El semáforo cambió de azul a verde. Ella arrancó para tomar la última curva y entró al módulo central del Instituto de investigación aplicada. Eran las 4 de la mañana y ninguna ventana tenía luz.
45 minutos antes un mensaje de dos frases la había despertado:
«Ven ahora. Lo he descrifrado.».
El director del departamento había empezado a tener un comportamiento cada vez más obsesivo y cerrado desde hacía varias semanas. De hecho, por su aspecto desaliñado, sospechaba que dormía en el laboratorio, si es que acaso dormía.
A esas horas todos los pasillos estaban a oscuras y las luces se encendían a su paso, para apagarse inmediatamente después.
Al llegar al laboratorio abrió con su tarjeta de identificación. Percibió un leve olor dulzón, como el de metal húmedo oxidado. La puerta a la sala principal estaba cerrada pero la luz se filtraba desde el otro lado. Al entrar el olor la golpeó con más intensidad y vio que las asépticas paredes blancas estaban salpicadas de pintura azul, especialmente allí donde el director se encontraba, con su bata ahora más azul que blanca. Pero lo que le paró la respiración fue mirar su cara manchada y ver las cuencas vacías de sus ojos.

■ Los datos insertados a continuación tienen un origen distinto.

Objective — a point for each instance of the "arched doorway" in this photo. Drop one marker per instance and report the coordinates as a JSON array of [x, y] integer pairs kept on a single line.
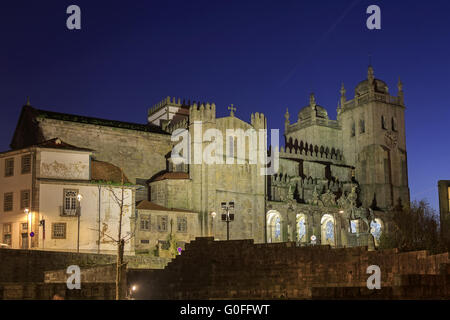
[[274, 227], [376, 228], [327, 229], [301, 228]]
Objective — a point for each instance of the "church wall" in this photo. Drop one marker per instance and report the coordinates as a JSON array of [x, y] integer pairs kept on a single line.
[[144, 151], [318, 135]]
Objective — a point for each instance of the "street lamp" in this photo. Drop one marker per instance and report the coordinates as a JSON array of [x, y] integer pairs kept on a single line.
[[213, 215], [227, 216], [79, 198]]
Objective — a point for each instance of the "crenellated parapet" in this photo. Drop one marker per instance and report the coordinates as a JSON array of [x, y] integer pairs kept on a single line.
[[258, 121], [169, 101], [311, 152], [204, 112]]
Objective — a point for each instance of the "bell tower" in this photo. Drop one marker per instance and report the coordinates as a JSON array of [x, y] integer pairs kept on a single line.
[[373, 129]]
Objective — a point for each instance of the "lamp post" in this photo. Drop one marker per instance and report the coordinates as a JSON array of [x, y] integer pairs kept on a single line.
[[27, 214], [227, 216], [213, 215], [79, 197]]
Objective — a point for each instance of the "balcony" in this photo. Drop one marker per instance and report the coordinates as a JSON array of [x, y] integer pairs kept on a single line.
[[64, 212]]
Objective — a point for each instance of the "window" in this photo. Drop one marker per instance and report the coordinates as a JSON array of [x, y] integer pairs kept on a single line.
[[383, 123], [394, 124], [145, 222], [70, 202], [8, 202], [9, 167], [58, 230], [301, 229], [230, 146], [278, 229], [26, 164], [448, 199], [362, 126], [353, 226], [182, 224], [7, 228], [25, 199], [162, 223]]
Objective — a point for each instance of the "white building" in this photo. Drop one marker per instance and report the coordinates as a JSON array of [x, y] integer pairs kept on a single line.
[[54, 196]]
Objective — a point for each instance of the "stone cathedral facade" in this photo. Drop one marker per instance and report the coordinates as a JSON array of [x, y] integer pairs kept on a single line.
[[336, 183]]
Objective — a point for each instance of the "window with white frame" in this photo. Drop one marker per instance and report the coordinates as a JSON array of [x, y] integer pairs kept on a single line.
[[70, 202], [182, 224], [145, 222], [162, 223], [25, 199], [9, 167], [58, 230], [26, 164], [8, 201], [7, 236]]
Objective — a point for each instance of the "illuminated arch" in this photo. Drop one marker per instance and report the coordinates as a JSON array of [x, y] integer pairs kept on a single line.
[[327, 229], [376, 229], [301, 228], [274, 226]]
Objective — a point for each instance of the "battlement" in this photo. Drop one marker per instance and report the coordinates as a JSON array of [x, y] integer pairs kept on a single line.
[[258, 121], [202, 112], [311, 152], [175, 102], [366, 98]]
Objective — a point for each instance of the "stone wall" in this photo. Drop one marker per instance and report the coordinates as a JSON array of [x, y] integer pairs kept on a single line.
[[244, 270], [20, 266], [144, 151]]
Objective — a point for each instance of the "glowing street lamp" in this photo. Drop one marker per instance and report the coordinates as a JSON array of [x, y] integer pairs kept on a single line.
[[79, 198], [227, 216], [28, 217], [213, 215]]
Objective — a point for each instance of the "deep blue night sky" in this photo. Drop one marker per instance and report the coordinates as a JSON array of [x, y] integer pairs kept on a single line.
[[261, 56]]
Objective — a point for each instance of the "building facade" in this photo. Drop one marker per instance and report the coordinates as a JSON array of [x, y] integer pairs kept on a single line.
[[336, 180], [54, 196], [444, 208]]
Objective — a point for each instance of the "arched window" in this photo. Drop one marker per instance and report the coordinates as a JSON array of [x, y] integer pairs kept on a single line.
[[327, 234], [277, 229], [376, 228], [383, 123], [394, 124], [274, 226], [301, 228]]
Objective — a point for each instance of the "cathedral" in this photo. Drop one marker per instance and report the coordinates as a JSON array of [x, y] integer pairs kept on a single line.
[[336, 180]]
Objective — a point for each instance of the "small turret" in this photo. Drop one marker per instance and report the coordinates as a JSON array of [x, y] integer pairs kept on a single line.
[[286, 121], [312, 100], [400, 91]]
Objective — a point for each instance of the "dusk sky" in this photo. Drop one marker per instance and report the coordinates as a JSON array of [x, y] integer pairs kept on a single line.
[[261, 56]]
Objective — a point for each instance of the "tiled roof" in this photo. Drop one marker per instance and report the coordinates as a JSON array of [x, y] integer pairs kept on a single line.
[[170, 176], [148, 205], [105, 171], [57, 143], [98, 121]]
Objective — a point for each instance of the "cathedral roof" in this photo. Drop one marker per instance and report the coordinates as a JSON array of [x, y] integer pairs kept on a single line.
[[170, 176], [105, 171], [379, 86], [305, 112]]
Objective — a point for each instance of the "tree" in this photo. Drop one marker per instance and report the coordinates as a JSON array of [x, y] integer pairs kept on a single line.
[[121, 239], [414, 228]]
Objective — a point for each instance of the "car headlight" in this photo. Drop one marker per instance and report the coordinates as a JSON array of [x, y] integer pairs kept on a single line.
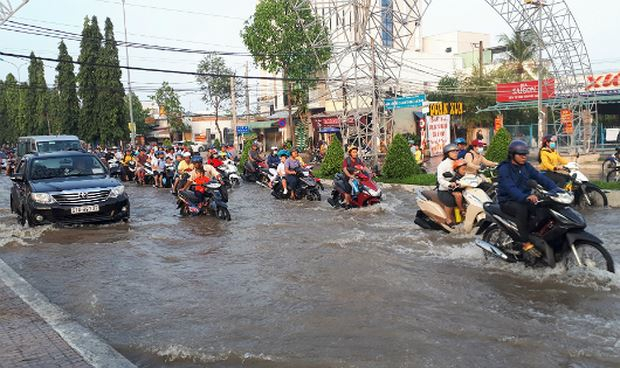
[[117, 191], [43, 198]]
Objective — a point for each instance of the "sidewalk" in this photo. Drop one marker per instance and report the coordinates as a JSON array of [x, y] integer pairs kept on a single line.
[[26, 340]]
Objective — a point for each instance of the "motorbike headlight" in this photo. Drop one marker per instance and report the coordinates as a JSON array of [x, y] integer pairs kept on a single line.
[[117, 191], [43, 198]]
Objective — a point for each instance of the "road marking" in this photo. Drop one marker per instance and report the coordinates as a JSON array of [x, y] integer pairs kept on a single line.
[[91, 347]]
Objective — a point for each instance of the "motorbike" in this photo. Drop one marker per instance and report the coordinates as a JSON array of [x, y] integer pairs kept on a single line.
[[308, 185], [586, 193], [115, 168], [369, 192], [431, 215], [612, 165], [229, 173], [260, 176], [559, 235], [213, 204]]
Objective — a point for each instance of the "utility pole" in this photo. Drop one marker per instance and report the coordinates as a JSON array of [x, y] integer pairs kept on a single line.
[[132, 132], [247, 95], [375, 107], [233, 110], [481, 58]]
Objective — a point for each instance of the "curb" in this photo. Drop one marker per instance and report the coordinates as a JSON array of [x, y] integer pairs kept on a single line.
[[89, 346]]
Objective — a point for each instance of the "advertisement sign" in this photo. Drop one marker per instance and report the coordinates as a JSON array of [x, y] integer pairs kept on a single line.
[[524, 91], [404, 102], [445, 108], [499, 123], [566, 117], [438, 134], [603, 83]]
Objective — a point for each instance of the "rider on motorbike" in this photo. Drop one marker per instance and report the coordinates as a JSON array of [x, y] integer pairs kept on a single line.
[[514, 194], [550, 161]]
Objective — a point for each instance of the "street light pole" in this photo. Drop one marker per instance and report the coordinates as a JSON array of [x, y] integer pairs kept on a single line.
[[132, 124]]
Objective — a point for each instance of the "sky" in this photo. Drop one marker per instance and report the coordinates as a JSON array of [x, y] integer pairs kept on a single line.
[[216, 25]]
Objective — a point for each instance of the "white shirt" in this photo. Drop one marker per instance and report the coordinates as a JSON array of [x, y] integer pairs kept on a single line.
[[444, 167]]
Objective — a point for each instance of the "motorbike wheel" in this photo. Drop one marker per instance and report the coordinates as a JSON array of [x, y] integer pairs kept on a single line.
[[222, 213], [613, 176], [592, 255], [596, 198]]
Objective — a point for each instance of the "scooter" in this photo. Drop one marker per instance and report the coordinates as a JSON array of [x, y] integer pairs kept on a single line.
[[431, 215], [369, 192], [558, 234], [188, 204], [308, 185]]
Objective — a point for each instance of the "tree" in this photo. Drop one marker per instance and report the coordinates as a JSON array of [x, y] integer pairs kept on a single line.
[[498, 149], [521, 48], [36, 98], [332, 163], [168, 100], [282, 37], [90, 48], [66, 104], [215, 85], [399, 162], [139, 114], [110, 105]]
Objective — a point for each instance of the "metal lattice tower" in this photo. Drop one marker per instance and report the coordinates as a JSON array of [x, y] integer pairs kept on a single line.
[[8, 8], [369, 39]]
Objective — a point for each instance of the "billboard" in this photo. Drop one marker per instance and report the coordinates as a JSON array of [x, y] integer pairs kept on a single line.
[[524, 91], [438, 133]]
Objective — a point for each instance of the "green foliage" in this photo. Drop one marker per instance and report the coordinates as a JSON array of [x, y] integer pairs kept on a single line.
[[110, 105], [65, 102], [498, 149], [167, 98], [36, 98], [332, 163], [399, 162], [90, 47], [215, 85]]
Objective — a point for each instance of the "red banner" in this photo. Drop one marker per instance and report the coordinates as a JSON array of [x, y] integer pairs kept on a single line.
[[524, 91]]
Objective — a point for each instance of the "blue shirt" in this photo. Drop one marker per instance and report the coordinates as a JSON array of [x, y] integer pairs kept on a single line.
[[512, 181]]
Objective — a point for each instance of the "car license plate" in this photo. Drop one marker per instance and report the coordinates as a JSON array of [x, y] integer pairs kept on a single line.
[[84, 209]]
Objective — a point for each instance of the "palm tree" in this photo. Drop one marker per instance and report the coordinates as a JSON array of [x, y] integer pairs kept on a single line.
[[521, 48]]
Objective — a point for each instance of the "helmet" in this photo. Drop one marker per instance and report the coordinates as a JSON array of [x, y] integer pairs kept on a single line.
[[458, 163], [518, 147], [449, 148]]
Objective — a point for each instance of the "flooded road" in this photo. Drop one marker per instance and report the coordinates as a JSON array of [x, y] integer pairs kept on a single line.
[[300, 284]]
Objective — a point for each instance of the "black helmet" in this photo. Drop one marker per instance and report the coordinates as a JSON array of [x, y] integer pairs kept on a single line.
[[517, 147], [449, 148]]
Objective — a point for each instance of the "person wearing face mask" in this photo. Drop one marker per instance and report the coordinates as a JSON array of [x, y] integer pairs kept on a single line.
[[475, 158], [550, 161]]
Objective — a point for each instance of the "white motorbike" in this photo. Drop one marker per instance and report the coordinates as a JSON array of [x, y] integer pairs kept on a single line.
[[432, 216]]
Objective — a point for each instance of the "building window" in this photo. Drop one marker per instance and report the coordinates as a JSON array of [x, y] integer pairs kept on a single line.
[[387, 21]]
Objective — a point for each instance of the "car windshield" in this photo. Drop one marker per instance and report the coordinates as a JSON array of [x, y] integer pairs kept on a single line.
[[59, 167], [55, 146]]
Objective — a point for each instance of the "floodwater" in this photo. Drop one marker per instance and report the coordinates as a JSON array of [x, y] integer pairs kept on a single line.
[[302, 285]]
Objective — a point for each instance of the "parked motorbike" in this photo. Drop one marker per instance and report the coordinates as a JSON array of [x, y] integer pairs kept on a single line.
[[308, 185], [558, 234], [369, 192], [214, 204], [586, 194], [431, 215]]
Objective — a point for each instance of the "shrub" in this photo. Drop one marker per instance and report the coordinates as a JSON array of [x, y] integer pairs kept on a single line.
[[399, 162], [498, 149], [332, 163]]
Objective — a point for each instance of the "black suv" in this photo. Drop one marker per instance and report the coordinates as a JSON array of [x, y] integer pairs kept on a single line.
[[67, 188]]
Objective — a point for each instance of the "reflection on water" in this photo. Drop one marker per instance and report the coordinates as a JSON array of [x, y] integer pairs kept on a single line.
[[300, 284]]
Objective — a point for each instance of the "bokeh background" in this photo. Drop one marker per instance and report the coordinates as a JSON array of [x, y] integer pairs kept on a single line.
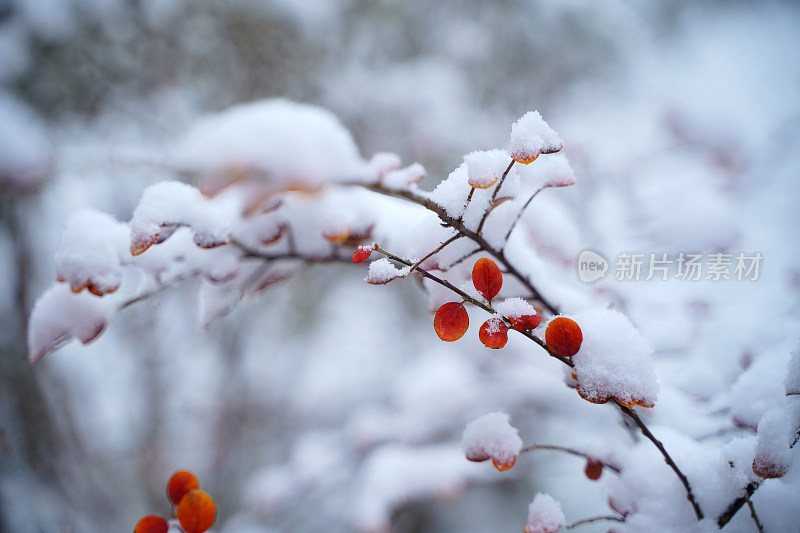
[[302, 409]]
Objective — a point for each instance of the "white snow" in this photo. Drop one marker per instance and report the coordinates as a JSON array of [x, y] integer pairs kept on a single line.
[[283, 143], [544, 515], [484, 168], [491, 436], [402, 178], [92, 250], [777, 431], [614, 359], [551, 171], [451, 194], [383, 271], [514, 307], [531, 136], [175, 203], [792, 381]]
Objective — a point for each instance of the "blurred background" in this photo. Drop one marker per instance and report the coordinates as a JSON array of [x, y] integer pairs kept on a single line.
[[314, 406]]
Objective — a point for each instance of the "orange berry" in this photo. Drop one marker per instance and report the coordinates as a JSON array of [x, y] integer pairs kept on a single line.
[[196, 511], [487, 278], [502, 466], [493, 333], [181, 482], [594, 469], [563, 336]]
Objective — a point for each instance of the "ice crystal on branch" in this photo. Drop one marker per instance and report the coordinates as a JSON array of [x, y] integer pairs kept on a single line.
[[280, 143], [544, 515], [531, 136], [492, 436], [613, 360], [485, 168], [91, 253], [60, 315]]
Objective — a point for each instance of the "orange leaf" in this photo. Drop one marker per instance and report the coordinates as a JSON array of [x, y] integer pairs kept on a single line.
[[181, 482], [487, 278], [151, 524], [196, 511], [525, 322], [451, 321], [563, 336], [493, 333]]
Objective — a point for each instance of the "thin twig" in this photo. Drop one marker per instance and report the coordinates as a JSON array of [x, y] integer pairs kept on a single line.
[[467, 298], [593, 519], [519, 214], [460, 259], [459, 226], [630, 413], [737, 504], [571, 451], [435, 251], [443, 282]]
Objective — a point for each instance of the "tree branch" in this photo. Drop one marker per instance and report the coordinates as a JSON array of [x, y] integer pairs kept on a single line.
[[630, 413], [592, 519], [571, 451], [459, 226], [737, 504]]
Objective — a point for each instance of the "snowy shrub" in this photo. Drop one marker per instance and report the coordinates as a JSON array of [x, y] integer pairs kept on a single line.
[[280, 186]]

En sus manos, chorreando pintura, sostenía sus propios globos oculares.
“¡¡Puedo ver!!¡Ahora te veo!” repetía histéricamente entre carcajadas mirándola desde su oscuridad.
Su corazón y su estómago saltaron en su interior impulsándola para huir pero se congeló al darse cuenta del cambio que acababa de percibir.
Ahora, por primera vez en su vida como daltónica, veía el azul como el rojo que tenía que ser, tal como lo veían las demás personas, con toda su crudeza, intensidad y brillo.
Y, por algún motivo, eso la aterrorizó más aún que las cuencas vacías del ser que tenía delante.